Shivam Champaneri, M.D. and Rita Kalyani, M.D., M.H.S.
02-03-2011

DEFINITION

  • The tendency for blood glucose to rise between 4 and 8 AM.
  • To be clinically relevant, should have an increase of blood glucose by >10 mg/dl or an increased insulin requirement of 20% during these hours. (Carroll

EPIDEMIOLOGY

  • Estimates of frequency range from 29-91% in type 1 diabetes (Perriello; Koivisto; Edge; Havlin; Bending; Bolli) , 6-89% in type 2 (Carroll; Atiea; Havlin; Bolli). Overall, about 55% of patients likely experience the dawn phenomenon (Carroll).   
  • Mechanism: impaired  insulin sensitivity in muscle and liver from nocturnal secretion of growth hormone. Growth hormone deficient patients do not have the dawn phenomenon.
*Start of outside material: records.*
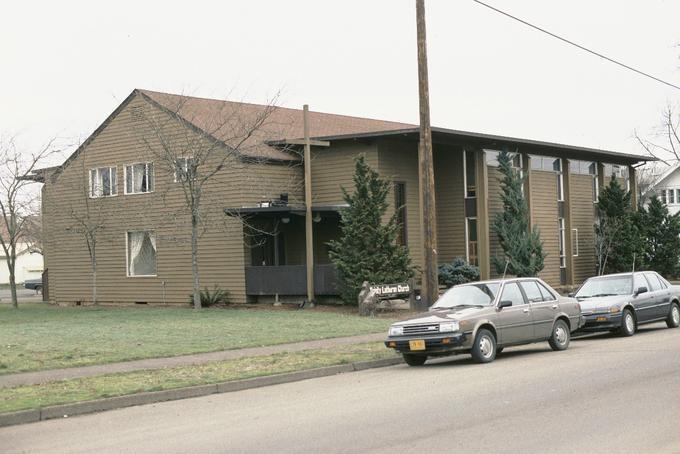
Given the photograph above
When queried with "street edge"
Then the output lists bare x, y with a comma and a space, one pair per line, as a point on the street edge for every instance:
113, 403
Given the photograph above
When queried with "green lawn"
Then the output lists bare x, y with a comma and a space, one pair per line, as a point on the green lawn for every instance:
78, 390
39, 337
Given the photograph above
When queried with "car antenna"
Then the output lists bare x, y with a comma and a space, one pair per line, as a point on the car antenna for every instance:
633, 262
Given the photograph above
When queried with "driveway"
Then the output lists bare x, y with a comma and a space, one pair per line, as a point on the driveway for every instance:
604, 394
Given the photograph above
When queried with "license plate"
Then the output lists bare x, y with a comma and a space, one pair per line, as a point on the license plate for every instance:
416, 344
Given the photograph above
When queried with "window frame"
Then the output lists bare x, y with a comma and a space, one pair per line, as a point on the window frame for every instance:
98, 174
127, 254
150, 181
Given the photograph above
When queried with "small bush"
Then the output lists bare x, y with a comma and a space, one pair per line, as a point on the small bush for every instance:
457, 272
208, 298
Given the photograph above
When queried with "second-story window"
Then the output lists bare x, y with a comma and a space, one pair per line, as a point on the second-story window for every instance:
103, 182
139, 178
470, 174
400, 206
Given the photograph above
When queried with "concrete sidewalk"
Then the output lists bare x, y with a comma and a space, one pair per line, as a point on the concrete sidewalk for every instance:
32, 378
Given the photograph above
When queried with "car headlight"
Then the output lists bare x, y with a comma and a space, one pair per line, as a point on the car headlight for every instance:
396, 330
448, 327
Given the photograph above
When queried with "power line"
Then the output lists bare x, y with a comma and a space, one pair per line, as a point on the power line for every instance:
642, 73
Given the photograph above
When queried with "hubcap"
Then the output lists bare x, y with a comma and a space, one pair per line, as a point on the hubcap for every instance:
485, 346
630, 323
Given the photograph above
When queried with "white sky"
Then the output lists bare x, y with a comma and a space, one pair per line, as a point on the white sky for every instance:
66, 65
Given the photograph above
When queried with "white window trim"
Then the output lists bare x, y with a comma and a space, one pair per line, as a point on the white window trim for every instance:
153, 183
97, 169
127, 257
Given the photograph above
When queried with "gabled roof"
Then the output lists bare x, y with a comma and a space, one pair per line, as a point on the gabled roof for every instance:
222, 119
666, 174
285, 123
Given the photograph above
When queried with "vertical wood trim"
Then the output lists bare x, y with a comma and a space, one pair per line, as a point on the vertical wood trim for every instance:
568, 240
483, 216
526, 168
633, 187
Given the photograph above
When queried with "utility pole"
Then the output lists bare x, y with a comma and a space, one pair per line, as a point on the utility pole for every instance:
428, 226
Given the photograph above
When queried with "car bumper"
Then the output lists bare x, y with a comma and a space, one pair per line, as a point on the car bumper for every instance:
440, 344
600, 322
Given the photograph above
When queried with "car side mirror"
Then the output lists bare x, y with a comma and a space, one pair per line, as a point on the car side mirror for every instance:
504, 303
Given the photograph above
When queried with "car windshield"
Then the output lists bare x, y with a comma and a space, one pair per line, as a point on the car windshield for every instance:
482, 294
606, 286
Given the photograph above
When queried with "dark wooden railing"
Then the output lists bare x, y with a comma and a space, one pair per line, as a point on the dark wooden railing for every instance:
289, 280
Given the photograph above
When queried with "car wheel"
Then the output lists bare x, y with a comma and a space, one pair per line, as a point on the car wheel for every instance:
560, 337
627, 323
414, 360
484, 347
673, 320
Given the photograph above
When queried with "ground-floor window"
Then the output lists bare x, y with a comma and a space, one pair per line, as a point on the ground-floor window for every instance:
563, 259
471, 241
141, 253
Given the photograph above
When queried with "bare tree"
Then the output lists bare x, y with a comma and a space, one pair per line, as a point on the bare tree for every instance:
88, 220
664, 140
18, 198
194, 157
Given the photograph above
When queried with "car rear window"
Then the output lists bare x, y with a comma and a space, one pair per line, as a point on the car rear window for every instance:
532, 291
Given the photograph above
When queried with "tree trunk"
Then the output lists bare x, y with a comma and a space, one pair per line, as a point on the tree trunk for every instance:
194, 260
13, 286
94, 281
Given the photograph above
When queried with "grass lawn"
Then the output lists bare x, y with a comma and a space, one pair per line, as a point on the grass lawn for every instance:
40, 337
77, 390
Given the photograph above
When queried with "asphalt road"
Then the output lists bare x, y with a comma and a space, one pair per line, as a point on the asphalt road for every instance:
604, 394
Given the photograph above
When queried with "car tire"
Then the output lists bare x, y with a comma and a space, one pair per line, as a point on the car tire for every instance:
673, 319
560, 337
484, 347
628, 324
414, 360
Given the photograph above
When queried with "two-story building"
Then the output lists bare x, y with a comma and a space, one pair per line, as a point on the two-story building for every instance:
252, 240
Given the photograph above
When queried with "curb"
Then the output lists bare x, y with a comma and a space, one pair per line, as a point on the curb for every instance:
112, 403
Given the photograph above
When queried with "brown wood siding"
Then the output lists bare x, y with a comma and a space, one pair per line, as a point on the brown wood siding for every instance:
333, 168
583, 219
398, 161
495, 206
450, 199
544, 204
221, 246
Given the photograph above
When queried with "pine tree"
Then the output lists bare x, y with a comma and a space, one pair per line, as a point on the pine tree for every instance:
522, 247
618, 240
661, 231
367, 249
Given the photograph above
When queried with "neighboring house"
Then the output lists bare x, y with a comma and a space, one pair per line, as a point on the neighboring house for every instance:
667, 188
29, 265
254, 243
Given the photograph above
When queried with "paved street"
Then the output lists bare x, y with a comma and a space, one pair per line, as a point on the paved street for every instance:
605, 394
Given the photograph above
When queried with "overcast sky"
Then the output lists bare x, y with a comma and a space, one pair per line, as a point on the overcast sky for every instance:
66, 65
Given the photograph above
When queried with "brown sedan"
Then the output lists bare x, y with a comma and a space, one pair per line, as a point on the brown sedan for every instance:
482, 318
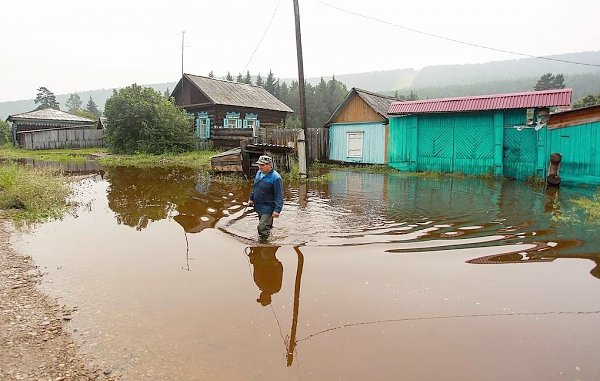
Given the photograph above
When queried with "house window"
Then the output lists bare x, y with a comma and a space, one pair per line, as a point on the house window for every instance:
251, 121
232, 120
202, 125
355, 140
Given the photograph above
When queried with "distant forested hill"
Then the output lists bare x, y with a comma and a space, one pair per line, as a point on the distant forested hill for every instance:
429, 82
99, 96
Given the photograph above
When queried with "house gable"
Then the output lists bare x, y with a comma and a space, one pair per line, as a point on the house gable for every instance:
356, 110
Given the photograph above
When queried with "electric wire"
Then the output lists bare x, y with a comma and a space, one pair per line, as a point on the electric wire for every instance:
262, 37
452, 39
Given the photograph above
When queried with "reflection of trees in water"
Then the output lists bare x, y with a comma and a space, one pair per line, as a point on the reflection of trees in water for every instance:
140, 195
211, 199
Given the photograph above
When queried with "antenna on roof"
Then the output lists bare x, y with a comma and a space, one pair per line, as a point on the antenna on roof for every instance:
182, 48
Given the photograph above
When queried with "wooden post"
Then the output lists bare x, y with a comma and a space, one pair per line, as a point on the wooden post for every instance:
302, 160
553, 179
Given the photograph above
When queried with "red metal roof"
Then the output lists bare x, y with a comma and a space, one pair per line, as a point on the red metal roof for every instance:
547, 98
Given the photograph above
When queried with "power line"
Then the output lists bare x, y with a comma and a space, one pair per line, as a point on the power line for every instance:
452, 39
263, 36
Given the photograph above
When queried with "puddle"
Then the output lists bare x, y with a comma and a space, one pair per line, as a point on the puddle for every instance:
370, 276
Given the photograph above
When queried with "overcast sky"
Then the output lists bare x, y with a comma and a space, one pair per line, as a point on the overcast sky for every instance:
70, 46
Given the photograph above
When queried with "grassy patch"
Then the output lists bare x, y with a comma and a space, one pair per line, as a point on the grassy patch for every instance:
9, 152
194, 159
32, 194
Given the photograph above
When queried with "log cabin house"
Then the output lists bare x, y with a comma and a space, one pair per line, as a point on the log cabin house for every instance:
227, 113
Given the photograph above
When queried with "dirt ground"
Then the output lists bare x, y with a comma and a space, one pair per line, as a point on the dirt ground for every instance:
34, 342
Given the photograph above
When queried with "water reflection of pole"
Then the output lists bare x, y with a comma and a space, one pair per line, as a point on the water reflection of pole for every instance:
292, 342
187, 252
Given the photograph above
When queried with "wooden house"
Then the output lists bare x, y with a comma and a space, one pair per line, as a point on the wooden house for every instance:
358, 128
501, 134
226, 112
575, 135
49, 128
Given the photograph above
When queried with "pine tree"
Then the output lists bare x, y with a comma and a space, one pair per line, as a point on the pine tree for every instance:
248, 78
93, 108
46, 99
259, 80
550, 81
73, 103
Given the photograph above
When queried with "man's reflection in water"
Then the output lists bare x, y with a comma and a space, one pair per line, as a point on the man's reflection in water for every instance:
267, 271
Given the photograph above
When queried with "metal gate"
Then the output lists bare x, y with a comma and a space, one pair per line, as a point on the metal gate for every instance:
520, 152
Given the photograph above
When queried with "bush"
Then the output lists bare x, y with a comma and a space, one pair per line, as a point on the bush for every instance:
5, 132
141, 120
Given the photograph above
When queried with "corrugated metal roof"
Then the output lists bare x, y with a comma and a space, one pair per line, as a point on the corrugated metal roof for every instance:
50, 114
237, 94
529, 99
379, 103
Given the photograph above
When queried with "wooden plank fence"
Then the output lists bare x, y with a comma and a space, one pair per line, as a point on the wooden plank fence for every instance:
317, 140
50, 139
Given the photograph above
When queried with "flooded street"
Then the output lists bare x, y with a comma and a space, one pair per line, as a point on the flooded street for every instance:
367, 276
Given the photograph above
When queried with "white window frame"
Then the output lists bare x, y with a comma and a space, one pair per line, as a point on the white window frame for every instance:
232, 123
354, 143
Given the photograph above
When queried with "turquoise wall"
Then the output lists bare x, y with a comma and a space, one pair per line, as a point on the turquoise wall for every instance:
470, 143
580, 149
374, 142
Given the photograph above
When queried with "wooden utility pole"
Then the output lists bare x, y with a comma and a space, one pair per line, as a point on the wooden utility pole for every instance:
182, 46
302, 152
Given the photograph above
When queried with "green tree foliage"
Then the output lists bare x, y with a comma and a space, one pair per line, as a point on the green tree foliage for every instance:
73, 103
321, 101
141, 120
46, 99
248, 78
587, 101
5, 132
550, 81
86, 114
259, 81
93, 108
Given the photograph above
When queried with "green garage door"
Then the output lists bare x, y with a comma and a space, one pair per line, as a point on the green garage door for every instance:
435, 144
520, 152
456, 143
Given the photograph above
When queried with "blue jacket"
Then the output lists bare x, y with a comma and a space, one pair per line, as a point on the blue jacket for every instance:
267, 193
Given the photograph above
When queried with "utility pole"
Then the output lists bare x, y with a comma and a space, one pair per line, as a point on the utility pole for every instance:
302, 161
182, 46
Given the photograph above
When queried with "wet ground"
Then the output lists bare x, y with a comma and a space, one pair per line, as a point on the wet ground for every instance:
368, 276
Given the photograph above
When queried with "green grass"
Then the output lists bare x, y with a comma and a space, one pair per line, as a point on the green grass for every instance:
194, 159
10, 152
32, 194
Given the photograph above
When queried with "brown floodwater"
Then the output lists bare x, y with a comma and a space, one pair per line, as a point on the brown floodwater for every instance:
368, 276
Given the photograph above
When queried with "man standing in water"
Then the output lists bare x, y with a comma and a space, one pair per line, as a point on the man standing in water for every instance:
267, 195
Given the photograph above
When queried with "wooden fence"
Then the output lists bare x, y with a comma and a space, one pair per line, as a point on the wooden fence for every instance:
317, 141
50, 139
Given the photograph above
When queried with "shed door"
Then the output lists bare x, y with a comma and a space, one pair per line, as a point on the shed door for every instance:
520, 152
435, 144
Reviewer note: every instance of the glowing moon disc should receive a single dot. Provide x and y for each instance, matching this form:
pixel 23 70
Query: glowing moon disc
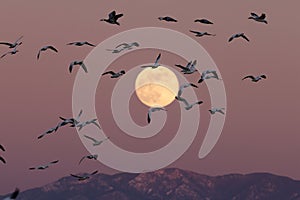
pixel 156 87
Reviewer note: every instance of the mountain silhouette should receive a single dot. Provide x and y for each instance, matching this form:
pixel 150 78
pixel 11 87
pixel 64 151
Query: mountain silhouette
pixel 169 184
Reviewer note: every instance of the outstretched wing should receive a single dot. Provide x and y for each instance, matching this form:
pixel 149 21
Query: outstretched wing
pixel 182 67
pixel 263 16
pixel 15 194
pixel 2 160
pixel 76 176
pixel 81 159
pixel 84 67
pixel 2 148
pixel 109 72
pixel 254 15
pixel 6 43
pixel 53 162
pixel 231 38
pixel 157 59
pixel 250 76
pixel 118 16
pixel 88 137
pixel 38 56
pixel 196 32
pixel 244 36
pixel 149 117
pixel 95 172
pixel 112 14
pixel 52 48
pixel 90 44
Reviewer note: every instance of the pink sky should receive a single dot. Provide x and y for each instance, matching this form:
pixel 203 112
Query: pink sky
pixel 261 132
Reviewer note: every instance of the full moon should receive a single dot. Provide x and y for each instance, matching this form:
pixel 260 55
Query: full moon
pixel 156 87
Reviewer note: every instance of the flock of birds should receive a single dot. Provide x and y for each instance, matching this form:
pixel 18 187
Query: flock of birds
pixel 189 68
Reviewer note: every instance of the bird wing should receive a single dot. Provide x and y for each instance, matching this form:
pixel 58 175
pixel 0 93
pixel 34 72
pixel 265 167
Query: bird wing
pixel 81 159
pixel 80 113
pixel 182 67
pixel 118 16
pixel 244 36
pixel 254 15
pixel 2 148
pixel 52 48
pixel 2 159
pixel 112 14
pixel 196 32
pixel 71 43
pixel 84 67
pixel 5 54
pixel 88 137
pixel 19 39
pixel 193 85
pixel 157 59
pixel 76 176
pixel 6 43
pixel 250 76
pixel 123 44
pixel 71 67
pixel 221 111
pixel 15 194
pixel 90 44
pixel 231 38
pixel 135 44
pixel 53 162
pixel 263 16
pixel 149 116
pixel 109 72
pixel 95 123
pixel 38 56
pixel 95 172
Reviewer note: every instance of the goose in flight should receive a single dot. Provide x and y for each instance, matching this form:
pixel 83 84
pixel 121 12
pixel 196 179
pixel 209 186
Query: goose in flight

Dawn phenomenon is not inhibited by suppression of cortisol or catecholamines, suggesting that these hormones do not contribute (Edge; Carroll).  
  • Poor glucose control is associated with higher magnitude and prevalence of the dawn phenomenon; longer duration of type 1 diabetes has less dawn phenomenon (Perriello); however, in type 2 diabetes, longer duration, with worsening beta cell function, hyperglycemia and need for insulin therapy all contribute to more dawn phenomenon.

DIAGNOSIS

  • Blood glucose measurements at bedtime (10-11 pm) and early morning (2, 4 and 8 am) should be obtained. Dawn phenomenon shows an abrupt increase between 4 a.m. and 8 a.m., whereas waning of exogenous insulin effect shows gradual rise between 2 a.m. and 8 a.m. (See Table)
  • No currently recognized role for obtaining growth hormone or IGF-1 levels in diagnosis.

SIGNS AND SYMPTOMS

  • Signs and symptoms depend on the degree of early morning hyperglycemia.
  • The following table illustrates the differentiation of Dawn Phenomenon from waning effect of exogenous insulin. 

Tables/Images

CLINICAL TREATMENT

Type 1 diabetes

  • The dawn phenomenon contributes to worse glucose control: in one study (Atiea), mean A1c was 9.5% in those with dawn phenomenon versus 8.4% without.
  • Treatment may include intensifying insulin therapy to improve overall glycemic control [Perriello G].
  • Increasing bedtime basal insulin can be effective unless it causes nocturnal hypoglycemia.
  • With insulin pump therapy, increase basal rate by at least 20% specifically in the pre-dawn hours.
  • Avoid late night snacking, unless appropriate quick-acting insulin is given.
Type 2 diabetes

  • Adjust diet content (decrease carbohydrates) and timing of the evening meal so that the glucose level at bedtime is 70-110 mg/dl
  • If dietary modification is not enough, consider an intermediate or long-acting sulfonylurea at evening meal.
  • Basal insulin is indicated if the dawn phenomenon continues.
  • For patients with type 2 diabetes on insulin, treatment similar to type 1 diabetes.

FOLLOW UP

  • Continued monitoring of early morning blood glucose levels while therapy is being modified, to assess efficacy and continued need for dietary or pharmacologic adjustments.